Building Scalable AI Agents: A Journey Through Multi-Agent Architecture
Or: How I Learned to Stop Worrying and Love the Token Budget
Introduction
Remember when you thought building an AI agent would be easy? “Just throw some prompts at GPT-4 and call it a day,”.
“What could go wrong?” you said.
Narrator: Everything went wrong.
Large Language Models have revolutionized intelligent applications, but here’s what nobody tells you at those fancy AI conferences: scaling an AI agent from “cool demo” to “production system that doesn’t bankrupt your company” is… challenging. Token costs spiral like a startup’s cloud bill, context windows overflow faster than your coffee cup on Monday morning, and response times make dial-up internet look speedy.
This is our journey (currently in progress, bugs included) from a basic implementation to building a production-ready, cost-efficient multi-agent system for QuestionPro’s BI platform. We’re exploring three key patterns, making mistakes in real-time, and documenting everything so you don’t have to. Think of this as “Mythbusters” but for AI architecture, with 100% more token optimization and slightly fewer explosions.
Part 1: The Basic Agent - Or “How Hard Could It Be?”
The Innocent Beginning
Like every developer who’s just discovered LangGraph, we started with the “obvious” approach, THE MONOLITHIC AGENT: one agent to rule them all, one agent to find them, one agent to bring them all, and in the darkness bind them (to a $10,000/month OpenAI bill… roughly).
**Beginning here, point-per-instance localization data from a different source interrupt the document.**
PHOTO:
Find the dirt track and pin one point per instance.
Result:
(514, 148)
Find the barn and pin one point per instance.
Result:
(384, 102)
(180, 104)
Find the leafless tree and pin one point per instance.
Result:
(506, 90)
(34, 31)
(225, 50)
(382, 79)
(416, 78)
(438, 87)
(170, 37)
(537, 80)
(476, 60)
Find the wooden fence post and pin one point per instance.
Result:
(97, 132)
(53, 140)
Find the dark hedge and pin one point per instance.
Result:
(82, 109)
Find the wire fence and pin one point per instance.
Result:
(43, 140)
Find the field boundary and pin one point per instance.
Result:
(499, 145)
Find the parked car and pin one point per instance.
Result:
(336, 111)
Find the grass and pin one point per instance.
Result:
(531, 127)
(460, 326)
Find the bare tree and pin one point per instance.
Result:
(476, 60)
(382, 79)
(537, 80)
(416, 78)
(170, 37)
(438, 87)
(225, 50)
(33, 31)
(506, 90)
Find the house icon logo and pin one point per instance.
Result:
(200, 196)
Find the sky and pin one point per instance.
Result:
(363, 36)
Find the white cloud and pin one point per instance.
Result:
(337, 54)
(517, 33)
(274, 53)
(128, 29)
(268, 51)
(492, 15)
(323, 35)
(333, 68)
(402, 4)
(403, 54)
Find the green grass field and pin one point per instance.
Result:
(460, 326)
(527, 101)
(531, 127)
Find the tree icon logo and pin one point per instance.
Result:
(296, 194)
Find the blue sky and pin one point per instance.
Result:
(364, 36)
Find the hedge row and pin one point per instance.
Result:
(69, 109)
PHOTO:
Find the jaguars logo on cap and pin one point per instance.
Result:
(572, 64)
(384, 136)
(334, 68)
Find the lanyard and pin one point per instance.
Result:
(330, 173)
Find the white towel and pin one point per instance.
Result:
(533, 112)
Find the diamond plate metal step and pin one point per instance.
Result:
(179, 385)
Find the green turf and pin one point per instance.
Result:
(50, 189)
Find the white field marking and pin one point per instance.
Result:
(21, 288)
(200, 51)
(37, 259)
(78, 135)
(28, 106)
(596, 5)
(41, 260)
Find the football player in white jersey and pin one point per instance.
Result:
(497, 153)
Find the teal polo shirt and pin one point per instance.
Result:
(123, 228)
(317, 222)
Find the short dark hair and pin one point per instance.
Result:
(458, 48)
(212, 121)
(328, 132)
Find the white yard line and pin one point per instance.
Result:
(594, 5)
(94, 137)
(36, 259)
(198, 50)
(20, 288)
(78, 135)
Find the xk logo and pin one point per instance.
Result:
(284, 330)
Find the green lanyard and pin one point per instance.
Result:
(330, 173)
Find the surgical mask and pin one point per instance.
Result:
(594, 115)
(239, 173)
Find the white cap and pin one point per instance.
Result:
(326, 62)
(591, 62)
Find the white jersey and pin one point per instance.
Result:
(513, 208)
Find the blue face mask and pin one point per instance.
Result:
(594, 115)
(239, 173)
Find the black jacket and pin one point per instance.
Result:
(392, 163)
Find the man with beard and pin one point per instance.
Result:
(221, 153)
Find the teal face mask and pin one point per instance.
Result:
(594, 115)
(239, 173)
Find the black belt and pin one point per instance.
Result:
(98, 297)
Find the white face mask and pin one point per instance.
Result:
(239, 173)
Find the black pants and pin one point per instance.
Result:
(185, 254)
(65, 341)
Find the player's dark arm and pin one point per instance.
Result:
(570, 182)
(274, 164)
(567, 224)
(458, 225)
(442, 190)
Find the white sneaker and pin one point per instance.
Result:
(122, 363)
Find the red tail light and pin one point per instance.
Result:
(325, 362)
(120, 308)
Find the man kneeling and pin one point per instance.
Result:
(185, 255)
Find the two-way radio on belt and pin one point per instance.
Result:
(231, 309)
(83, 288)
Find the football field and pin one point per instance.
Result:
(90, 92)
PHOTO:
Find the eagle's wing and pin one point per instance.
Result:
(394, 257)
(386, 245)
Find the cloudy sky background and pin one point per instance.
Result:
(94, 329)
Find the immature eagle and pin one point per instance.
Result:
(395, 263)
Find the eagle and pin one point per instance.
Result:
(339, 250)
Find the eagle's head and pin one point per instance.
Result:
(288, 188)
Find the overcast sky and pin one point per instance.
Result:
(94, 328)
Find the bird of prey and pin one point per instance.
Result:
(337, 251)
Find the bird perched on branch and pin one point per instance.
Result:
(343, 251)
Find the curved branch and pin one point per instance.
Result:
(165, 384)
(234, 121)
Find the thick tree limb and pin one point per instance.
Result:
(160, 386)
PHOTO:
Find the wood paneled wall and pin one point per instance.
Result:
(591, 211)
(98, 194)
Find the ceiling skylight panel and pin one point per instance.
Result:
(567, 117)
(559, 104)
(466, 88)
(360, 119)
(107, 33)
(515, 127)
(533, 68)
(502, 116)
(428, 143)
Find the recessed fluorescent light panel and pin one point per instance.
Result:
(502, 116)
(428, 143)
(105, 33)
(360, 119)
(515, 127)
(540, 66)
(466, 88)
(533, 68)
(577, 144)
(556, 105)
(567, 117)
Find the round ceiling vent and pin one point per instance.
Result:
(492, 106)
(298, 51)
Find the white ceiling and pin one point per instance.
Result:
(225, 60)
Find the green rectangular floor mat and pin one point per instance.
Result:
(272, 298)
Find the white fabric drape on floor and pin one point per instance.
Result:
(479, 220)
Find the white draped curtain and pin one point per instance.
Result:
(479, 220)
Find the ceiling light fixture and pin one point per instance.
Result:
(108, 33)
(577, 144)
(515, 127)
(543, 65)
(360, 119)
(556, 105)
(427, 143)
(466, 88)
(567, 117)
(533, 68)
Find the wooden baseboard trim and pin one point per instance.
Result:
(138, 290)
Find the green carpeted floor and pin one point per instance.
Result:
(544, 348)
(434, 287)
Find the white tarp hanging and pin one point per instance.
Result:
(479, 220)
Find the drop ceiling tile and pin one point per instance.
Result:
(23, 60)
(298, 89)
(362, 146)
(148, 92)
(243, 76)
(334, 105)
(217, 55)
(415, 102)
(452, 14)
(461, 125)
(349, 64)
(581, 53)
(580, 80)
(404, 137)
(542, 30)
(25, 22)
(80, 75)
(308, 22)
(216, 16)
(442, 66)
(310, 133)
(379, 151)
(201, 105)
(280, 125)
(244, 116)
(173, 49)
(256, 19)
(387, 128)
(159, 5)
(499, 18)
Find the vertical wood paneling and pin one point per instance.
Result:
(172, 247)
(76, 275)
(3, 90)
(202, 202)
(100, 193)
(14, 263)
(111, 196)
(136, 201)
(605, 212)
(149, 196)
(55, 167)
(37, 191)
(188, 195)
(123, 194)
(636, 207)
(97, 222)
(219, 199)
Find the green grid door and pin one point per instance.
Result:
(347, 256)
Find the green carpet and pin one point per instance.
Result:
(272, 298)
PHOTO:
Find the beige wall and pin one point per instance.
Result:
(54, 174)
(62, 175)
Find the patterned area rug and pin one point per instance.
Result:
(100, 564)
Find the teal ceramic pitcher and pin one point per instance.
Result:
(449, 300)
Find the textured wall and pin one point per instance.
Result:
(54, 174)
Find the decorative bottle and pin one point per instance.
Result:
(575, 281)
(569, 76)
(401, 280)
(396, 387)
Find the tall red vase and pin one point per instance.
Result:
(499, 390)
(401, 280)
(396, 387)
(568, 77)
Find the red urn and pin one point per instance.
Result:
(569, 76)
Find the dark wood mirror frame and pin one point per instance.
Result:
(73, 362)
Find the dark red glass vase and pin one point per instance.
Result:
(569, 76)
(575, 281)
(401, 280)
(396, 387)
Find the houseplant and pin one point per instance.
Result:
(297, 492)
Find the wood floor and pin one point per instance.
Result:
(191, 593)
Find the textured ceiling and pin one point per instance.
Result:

// Single agent with all capabilities
const agent = new ChatOpenAI({ model: "gpt-4" }).bindTools([
createDashboard,
getDashboard,
createWidget,
listSurveys,
getQuestions,
// ... 40+ more tools
]);
const systemPrompt = `
You are a dashboard analytics assistant.
Available dashboards: [... 500 lines of context ...]
Survey schemas: [... 2000 lines of schemas ...]
Widget configurations: [... 1500 lines of configs ...]
`;
The “Oh No” Moment
You know that feeling when you check your AI bill and your heart skips a beat? That was us, thinking about going into “production”.
Our “Everything is Fine” Metrics:
📊 The Uncomfortable Truth:
- Avg tokens per request: 15,000 (narrator: this is not good)
- Cost per conversation: $1.50 (multiply by users... *sweats*)
- P95 latency: 8 seconds (users hate us)
- Projected monthly costs: $4,500 (CFO hates us more)
- Success rate: 89% (11% of the time, it works every time!)
🔴 The "We Need to Talk" Problems:
- Context overflow (GPT-4 politely hanging up on us)
- Tool selection paralysis (like Netflix, which movie to watch)
- Exponential cost growth
- LLM having an existential crisis (overwhelmed with 40+ tools)
The Exponential Growth Problem (Or: Math is Unforgiving)
Turn 1: 12,500 tokens ✅ "This is fine"
Turn 5: 22,000 tokens ⚠️ "This is less fine"
Turn 10: 37,000 tokens ❌ "This is fire, everything is fire"
We were literally pricing ourselves out of business, one helpful conversation at a time.
The real kicker? We kept asking “Can we just add more features?” while totally unaware of the bill that might get generated.
Note: These numbers are rough estimates from our experiments and paper napkin calculations. We’re still actively developing and iterating, but gives an idea to think in the right direction.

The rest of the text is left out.